I punched Anthony in the arm, “I hate it when you get my hopes up, that you might actually do something nice.”
Anthony, smiled, “Okay, I’ll get us something; I think we got some red pop you want a glass.”
“Sure”
Anthony came back with two tall glasses of red pop. I took a big sip. The ice cubes bumped against my teeth. I finished the whole cup in four sips. My eyelids started getting heavy almost immediately.
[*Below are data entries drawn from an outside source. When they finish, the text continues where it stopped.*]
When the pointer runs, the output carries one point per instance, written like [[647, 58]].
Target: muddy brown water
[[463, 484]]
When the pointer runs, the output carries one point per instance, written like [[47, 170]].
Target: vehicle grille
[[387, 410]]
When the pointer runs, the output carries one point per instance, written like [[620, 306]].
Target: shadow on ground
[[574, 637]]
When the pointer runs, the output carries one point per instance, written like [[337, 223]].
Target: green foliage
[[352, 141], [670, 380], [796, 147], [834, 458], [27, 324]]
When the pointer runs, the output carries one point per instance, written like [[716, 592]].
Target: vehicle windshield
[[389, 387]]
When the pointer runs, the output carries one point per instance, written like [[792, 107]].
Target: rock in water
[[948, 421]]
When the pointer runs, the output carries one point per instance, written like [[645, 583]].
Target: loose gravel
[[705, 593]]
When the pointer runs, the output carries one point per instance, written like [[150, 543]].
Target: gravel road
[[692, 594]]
Anthony rubbed my eyebrows, and whispered when you wake up everything is going to be perfect.
I sat bolt upright and looked around the room. I was sweating like crazy. My bed was empty of course it was. I grabbed my cell phone and dialed Anthony’s number. It rang five times, and went to voicemail. I said, “I just had a dream. In it you drew pictures of me while I slept, and picked out my clothes. Then you wanted to break my nose so I would feel better about myself. Please call me back so I know you aren’t having sex with some other girl. Okay, I love you, and I trust you, and I wouldn’t have called you late like this. I know you need your sleep. I just had that dream. Okay, I love you.
I hung up the phone, and prayed he would call me back so I could fall asleep again.